While Youth MPs were sworn into parliament today, Labour’s Annette King showed outrage over a gender segregated Powhiri.

One hundred and twenty one Youth MPs participated in a traditional Maori Powhiri whereby males spoke from various iwis and were placed in front of females who completed the welcoming call, otherwise known as Karanga.

Labour MP Annette King said she was not comfortable with the "segregated nature" of the welcoming.

"In no way would this have happened during Helen Clark’s day," she said.

Ms King said she would strive for gender equality for future Powhiri’s so that they could "accurately reflect" the House of Representatives.

"A change is long overdue, in my opinion," she said.

"It was wrong. Some of my colleagues will disagree with me on this one."

New Maori Party co-leader Te Ururoa Flavell said the seating was not really an issue because it was simply the result of Maori protocol.

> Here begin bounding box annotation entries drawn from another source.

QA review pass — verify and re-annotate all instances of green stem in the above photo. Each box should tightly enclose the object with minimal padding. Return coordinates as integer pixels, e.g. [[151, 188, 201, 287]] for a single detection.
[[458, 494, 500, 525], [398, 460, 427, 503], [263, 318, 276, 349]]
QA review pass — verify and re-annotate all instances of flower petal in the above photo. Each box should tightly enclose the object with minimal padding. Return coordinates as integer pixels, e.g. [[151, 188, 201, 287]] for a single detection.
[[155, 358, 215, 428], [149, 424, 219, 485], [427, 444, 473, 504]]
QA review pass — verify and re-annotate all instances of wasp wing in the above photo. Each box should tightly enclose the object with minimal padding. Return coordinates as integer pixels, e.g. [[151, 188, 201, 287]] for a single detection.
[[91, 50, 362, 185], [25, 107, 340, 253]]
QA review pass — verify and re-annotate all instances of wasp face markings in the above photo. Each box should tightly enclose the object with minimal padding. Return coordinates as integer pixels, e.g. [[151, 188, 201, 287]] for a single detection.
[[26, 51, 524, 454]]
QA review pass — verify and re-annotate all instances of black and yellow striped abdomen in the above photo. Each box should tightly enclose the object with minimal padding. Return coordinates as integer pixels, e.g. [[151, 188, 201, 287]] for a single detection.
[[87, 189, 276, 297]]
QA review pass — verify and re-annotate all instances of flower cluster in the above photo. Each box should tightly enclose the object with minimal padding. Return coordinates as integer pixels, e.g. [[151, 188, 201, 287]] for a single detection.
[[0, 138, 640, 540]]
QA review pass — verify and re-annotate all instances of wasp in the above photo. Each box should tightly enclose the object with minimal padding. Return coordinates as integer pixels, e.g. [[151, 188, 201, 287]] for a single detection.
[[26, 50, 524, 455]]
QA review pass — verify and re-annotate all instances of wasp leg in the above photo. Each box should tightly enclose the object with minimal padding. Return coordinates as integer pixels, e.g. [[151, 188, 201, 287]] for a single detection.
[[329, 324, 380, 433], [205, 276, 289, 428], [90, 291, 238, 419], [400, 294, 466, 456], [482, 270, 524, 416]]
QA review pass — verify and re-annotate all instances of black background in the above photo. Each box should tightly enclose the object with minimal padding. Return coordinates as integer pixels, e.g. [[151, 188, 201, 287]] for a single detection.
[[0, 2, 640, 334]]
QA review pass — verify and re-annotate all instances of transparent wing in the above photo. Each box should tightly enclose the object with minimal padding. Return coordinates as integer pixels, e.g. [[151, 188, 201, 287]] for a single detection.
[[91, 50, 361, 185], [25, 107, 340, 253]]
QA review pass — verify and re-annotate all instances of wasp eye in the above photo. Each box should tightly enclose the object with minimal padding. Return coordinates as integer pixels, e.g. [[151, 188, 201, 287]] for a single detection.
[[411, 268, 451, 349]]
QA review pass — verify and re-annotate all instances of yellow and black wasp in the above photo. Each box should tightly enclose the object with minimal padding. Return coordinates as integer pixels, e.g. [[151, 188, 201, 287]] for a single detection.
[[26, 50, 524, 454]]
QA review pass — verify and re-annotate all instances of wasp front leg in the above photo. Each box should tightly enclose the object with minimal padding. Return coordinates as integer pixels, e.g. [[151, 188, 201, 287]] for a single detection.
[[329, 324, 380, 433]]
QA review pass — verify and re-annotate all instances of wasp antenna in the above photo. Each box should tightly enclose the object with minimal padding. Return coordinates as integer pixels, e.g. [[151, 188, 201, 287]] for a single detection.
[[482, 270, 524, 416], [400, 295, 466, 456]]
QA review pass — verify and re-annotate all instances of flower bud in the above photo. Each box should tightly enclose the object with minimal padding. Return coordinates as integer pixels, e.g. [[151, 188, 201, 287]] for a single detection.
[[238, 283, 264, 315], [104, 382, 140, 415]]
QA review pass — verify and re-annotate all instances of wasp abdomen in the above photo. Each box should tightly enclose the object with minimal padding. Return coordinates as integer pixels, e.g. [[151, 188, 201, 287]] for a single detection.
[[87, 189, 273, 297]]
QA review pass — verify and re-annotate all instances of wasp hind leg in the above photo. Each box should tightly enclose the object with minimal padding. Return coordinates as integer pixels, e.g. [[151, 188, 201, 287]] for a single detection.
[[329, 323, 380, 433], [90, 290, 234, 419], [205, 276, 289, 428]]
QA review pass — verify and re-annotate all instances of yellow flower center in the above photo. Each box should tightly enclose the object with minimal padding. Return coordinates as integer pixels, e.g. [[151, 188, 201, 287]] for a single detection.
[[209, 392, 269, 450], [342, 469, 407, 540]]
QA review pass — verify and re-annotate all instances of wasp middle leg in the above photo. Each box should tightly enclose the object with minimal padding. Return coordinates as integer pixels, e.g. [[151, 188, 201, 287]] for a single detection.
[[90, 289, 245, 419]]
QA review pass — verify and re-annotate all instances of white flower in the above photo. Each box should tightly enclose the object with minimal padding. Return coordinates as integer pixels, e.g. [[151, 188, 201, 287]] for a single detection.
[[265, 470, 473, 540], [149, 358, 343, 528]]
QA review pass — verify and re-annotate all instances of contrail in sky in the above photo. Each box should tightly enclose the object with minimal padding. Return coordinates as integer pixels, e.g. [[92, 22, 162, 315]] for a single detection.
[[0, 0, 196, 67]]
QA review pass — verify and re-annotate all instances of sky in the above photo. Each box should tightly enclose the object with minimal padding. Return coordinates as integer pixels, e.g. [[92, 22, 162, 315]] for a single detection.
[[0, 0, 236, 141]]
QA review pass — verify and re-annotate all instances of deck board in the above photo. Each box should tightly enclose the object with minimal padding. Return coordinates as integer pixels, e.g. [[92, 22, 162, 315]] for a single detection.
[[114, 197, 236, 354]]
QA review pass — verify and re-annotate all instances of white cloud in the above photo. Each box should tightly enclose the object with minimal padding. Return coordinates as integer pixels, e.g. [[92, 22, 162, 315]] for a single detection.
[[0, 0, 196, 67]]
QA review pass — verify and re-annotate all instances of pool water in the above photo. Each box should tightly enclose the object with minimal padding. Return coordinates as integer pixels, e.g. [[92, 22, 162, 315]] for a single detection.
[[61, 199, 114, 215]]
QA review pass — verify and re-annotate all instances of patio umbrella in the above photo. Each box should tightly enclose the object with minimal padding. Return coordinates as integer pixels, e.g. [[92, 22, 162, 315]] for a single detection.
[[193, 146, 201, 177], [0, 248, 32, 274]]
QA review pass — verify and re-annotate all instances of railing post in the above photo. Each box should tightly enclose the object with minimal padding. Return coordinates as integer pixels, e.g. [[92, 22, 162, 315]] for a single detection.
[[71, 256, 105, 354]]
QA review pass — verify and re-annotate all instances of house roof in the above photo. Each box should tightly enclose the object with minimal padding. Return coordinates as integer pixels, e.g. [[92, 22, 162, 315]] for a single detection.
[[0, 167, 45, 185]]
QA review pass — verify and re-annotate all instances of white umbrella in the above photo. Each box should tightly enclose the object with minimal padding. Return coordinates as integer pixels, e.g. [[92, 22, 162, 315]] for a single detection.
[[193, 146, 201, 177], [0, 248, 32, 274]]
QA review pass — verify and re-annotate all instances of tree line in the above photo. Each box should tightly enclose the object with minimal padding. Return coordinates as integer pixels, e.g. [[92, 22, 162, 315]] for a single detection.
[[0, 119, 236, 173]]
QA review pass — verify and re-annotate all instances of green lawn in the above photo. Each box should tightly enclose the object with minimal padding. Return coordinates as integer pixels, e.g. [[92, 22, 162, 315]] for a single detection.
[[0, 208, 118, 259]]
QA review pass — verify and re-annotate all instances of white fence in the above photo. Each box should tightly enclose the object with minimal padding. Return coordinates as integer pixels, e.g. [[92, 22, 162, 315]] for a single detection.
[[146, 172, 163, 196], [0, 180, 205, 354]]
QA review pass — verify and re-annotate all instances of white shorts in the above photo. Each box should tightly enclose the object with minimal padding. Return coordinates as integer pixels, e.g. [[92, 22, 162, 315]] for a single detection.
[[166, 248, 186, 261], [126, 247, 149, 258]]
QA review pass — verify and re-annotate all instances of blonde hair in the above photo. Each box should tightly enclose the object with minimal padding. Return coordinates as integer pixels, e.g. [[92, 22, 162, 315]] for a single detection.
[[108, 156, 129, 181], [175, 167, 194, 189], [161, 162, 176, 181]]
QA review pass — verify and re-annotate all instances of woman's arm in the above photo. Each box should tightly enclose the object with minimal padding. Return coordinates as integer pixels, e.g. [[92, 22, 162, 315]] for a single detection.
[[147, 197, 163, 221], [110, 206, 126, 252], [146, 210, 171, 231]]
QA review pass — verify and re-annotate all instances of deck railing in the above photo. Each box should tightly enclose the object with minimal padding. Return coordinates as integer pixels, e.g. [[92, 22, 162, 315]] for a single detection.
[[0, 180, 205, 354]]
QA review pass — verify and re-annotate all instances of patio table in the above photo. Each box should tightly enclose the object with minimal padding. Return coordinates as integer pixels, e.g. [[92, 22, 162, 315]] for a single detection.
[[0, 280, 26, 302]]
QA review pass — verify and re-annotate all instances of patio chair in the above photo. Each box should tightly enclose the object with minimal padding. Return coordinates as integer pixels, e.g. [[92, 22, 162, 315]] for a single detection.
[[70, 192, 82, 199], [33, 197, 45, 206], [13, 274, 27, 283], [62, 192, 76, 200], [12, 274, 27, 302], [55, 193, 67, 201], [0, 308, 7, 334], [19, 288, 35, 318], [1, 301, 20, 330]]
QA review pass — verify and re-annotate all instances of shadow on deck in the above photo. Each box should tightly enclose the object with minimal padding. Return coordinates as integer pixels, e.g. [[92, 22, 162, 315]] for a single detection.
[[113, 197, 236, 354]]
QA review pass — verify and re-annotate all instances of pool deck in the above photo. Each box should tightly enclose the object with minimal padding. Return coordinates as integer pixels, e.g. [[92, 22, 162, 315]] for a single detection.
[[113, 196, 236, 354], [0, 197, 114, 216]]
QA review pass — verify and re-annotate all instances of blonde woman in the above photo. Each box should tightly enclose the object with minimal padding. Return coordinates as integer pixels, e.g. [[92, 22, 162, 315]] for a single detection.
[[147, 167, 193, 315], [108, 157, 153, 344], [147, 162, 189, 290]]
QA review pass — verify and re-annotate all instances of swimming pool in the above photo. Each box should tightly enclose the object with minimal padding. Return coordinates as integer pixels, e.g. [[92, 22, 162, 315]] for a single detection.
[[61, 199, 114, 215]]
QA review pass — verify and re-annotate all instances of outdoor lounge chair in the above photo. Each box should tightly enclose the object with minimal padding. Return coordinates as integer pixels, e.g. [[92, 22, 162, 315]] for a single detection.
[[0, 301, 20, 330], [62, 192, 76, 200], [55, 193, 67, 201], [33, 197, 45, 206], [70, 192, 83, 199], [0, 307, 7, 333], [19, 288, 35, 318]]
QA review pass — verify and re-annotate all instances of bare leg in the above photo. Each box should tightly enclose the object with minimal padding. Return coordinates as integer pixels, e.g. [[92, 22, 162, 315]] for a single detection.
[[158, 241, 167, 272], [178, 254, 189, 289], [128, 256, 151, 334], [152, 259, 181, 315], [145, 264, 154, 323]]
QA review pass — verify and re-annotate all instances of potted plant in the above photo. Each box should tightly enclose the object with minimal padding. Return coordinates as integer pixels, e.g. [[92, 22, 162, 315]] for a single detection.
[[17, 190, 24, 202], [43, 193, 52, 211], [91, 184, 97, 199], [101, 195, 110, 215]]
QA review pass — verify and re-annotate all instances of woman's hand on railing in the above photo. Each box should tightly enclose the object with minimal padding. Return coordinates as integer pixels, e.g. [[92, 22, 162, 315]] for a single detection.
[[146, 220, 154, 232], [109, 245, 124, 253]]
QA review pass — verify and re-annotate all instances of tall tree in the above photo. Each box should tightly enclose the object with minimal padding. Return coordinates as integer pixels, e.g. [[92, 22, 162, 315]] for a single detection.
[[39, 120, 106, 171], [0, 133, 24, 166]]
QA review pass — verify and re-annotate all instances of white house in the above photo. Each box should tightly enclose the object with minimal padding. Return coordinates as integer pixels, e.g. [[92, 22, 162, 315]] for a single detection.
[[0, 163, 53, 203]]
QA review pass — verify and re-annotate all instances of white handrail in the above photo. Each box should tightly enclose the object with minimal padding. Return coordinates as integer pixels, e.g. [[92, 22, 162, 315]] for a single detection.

"Everyone has a part to play," he said.

In its simplest form, men sit in front so they can shelter women from any negative influences, whether it be physical, spiritual or otherwise, he said.

At no point did that effectively mean women were in need of protection, he said.

There were some things women do that men do not - Karanga and giving birth for example, he said.

The seating and speaking rules varied from iwi to iwi, he said.

"These particular seating protocols are protected in this area."

Te Ati Awa iwi performed the Powhiri and hail from the Taranaki and Wellington regions.